He finally meets my eye, and what I see in his dark gaze makes my stomach twist. It isn’t relief. It’s guilt.
“I should’ve been with Raf,” he says quietly, almost to himself. “Not hiding in the damn shadows.”
“You weren’t hiding,” I whisper. “You were with me.”
His jaw tightens. “That’s the problem, isn’t it?”
My breath catches. “What do you mean?”
He steps inside finally, closing the door behind him, and the soft click sounds final. He turns away, running both hands over his face. “It means you’re a distraction, Evi. And I can’t afford distractions right now.”
The words slice clean through me. I blink at him, trying to keep my voice from shaking. “A distraction?”
He exhales, harsh and broken. “You know what I mean. I should’ve been focused—tonight of all nights. I should’ve been on Raf, not—” He stops himself, shaking his head. “Not with you.”
It’s like the air has been sucked out of the room. My eyes burn as a knot forms in my throat.
He looks at me then—eyes dark, conflicted, but still hard. “If anything had happened to him—” His voice cracks, and he cuts himself off again, anger rushing in to fill the space. “I could never forgive myself.”
I fold my arms across my chest, suddenly cold. “I’m sorry,” I murmur, feeling the sting of rejection even as I shoulder the burden of his remorse.
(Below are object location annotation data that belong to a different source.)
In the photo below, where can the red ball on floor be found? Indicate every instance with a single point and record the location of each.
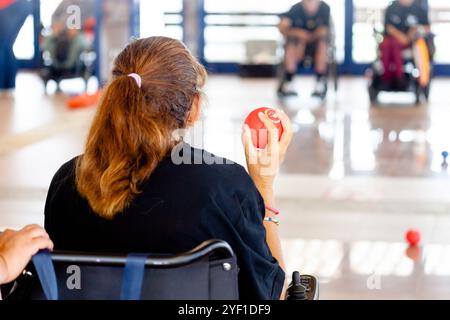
(413, 237)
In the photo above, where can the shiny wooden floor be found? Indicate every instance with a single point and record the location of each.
(355, 179)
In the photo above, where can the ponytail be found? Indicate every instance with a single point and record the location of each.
(124, 146)
(131, 132)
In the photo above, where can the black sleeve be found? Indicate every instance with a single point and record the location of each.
(424, 19)
(291, 14)
(263, 275)
(57, 188)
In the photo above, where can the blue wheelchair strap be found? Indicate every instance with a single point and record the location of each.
(46, 273)
(133, 277)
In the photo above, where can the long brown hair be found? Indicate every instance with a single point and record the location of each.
(132, 130)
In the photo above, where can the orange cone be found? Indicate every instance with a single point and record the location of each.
(84, 100)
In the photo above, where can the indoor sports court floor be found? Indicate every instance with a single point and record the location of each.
(355, 179)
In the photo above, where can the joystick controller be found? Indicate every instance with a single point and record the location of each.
(303, 287)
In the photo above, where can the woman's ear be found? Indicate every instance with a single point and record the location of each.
(195, 113)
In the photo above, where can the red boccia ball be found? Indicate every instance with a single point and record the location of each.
(413, 237)
(258, 129)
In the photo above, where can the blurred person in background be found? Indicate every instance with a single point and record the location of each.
(13, 14)
(306, 28)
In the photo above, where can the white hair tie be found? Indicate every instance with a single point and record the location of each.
(137, 78)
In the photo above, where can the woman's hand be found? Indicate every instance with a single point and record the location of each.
(263, 165)
(17, 248)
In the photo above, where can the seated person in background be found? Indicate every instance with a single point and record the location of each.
(306, 28)
(129, 191)
(65, 47)
(403, 20)
(17, 248)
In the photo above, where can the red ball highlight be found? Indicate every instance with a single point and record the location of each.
(259, 130)
(413, 237)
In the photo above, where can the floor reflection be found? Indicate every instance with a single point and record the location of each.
(372, 270)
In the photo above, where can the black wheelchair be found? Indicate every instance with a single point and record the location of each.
(418, 70)
(208, 272)
(84, 67)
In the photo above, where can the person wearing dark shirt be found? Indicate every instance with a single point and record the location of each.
(403, 20)
(306, 27)
(139, 188)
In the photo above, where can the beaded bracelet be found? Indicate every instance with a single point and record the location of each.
(273, 220)
(273, 210)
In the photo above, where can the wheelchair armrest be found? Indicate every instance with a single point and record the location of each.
(303, 287)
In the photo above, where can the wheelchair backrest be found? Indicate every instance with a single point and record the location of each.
(208, 272)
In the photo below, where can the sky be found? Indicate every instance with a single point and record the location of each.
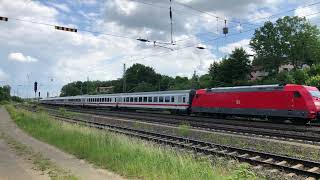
(31, 49)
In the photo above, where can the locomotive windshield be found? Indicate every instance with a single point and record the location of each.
(315, 94)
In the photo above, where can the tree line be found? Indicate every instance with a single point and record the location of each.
(289, 40)
(5, 95)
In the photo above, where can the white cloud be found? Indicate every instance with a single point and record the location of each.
(242, 43)
(307, 11)
(67, 56)
(3, 75)
(21, 58)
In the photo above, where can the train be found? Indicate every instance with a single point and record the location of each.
(297, 103)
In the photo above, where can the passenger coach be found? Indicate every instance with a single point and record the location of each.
(172, 100)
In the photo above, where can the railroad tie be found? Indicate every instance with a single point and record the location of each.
(255, 158)
(268, 160)
(273, 170)
(232, 153)
(314, 169)
(244, 155)
(257, 167)
(281, 163)
(223, 151)
(213, 149)
(291, 174)
(297, 166)
(311, 178)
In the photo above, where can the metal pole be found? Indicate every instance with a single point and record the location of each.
(170, 13)
(124, 78)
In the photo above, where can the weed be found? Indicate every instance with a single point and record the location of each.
(127, 156)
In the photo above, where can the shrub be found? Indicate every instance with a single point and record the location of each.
(314, 81)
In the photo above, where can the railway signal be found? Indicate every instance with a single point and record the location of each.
(35, 87)
(3, 18)
(65, 29)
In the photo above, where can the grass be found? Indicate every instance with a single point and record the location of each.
(126, 156)
(184, 129)
(38, 160)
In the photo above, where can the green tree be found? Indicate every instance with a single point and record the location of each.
(139, 73)
(4, 95)
(289, 40)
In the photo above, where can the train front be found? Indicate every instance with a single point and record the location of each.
(315, 93)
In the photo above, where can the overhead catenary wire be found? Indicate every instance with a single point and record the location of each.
(79, 29)
(209, 40)
(222, 19)
(162, 53)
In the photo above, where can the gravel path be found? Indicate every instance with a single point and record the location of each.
(14, 167)
(79, 168)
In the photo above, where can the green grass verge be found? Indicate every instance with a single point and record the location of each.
(126, 156)
(39, 162)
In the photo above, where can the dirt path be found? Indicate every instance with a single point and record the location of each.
(14, 167)
(79, 168)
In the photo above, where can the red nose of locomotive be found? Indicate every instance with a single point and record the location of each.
(316, 100)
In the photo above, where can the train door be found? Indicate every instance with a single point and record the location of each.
(296, 99)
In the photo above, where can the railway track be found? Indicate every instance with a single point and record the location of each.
(292, 166)
(293, 133)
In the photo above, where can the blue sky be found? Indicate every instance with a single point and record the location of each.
(35, 52)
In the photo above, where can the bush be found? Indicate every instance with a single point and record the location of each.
(314, 81)
(184, 129)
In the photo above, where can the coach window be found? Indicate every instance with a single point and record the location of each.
(172, 98)
(167, 99)
(296, 94)
(155, 99)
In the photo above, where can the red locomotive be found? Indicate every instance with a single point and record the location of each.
(291, 101)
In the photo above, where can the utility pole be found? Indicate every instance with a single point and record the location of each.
(170, 13)
(124, 78)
He looks away, muttering a curse under his breath, and before the tears fall, I spin quickly, retreating to the bathroom so I can pull myself together. Because even if I’m still trembling with lingering adrenaline from the gunshots, even if the broken pieces of my heart feel like they’re crumbling apart, I can’t imagine what Sandro must be going through right now. And I don’t want him to see me cry.
He almost lost his brother tonight. Histwin.
And it’s because he came after me, left the party to comfort me over a lie that’s slowly eating me alive.
“I’m sorry,” Sandro says from the archway, and even though his voice is low, softer, I startle.
My nerves are too frayed, my emotions on a roller coaster, and I gasp, spinning to face him as my heart races—for no apparent reason other than I didn’t see him coming.
Emotion flits across Sandro’s face—so quickly that I can’t identify it before it’s gone. Then he sighs, leaning one shoulder against the doorway and crossing his arms over his muscular chest as he drops his troubled eyes. “I didn’t mean to take my frustration out on you.”
But the words hang between us, already carved deep enough that sorry can’t erase them.
I nod slowly, swallowing the ache in my chest. “It’s fine,” I manage. “You’re tired. We both are.”
Eyes lifting with a glimmer of relief, Sandro steps closer, reaching for me, but I take a tiny step back. His hand hesitates in midair, then falls to his side. He gives a single nod. “Maybe we should just get some rest.”
“Yeah. Rest,” I agree, the world surging around me unsteadily. And I turn to start my nightly bedtime ritual, my movements numb.
It’s the first time since our wedding night that we climb into bed without touching. The first time there’s no teasing, no slow drift of his fingers against my skin, no whispered promise of what’s to come.
Sandro lies beside me, still and silent, his arm tucked behind his head as he stares up at the ceiling. I turn to lie on my side, facing away, my eyes burning. I can still feel the heat of his body beside mine, but it’s like a wall has gone up between us.
I tell myself not to cry. That this is just exhaustion, stress, the fallout of everything that happened tonight. But the tears come anyway, silent and hot against my pillow.
I hate that I can’t stop thinking about what he said. That I’m a distraction.
And maybe he’s right. Maybe that’s all I am.
I toss and turn long after his breathing evens out. I can’t seem to find a position that doesn’t make the ache in my chest worse.Every time I close my eyes, I see the flash of gunfire, hear the screams, see Raf go down.
That was the most terrifying part of tonight, in all honesty. Because, while the rest of the room was watching their new Don be gunned down, it felt like I was watching Sandro himself taking that bullet.
It felt like I couldn’t breathe, couldn’t think. I never have a hard time differentiating between my husband and his twin. But tonight, in that moment, it was like I watched the agonizing moment of Sandro’s death—then I had to witness him throw himself into the fray like his life was worth nothing.
When I’m finally done reliving that agonizing fear and pain, then my mind pulls forth the memory of Sandro turning on me in our bedroom, his face twisted with guilt and something darker… resentment.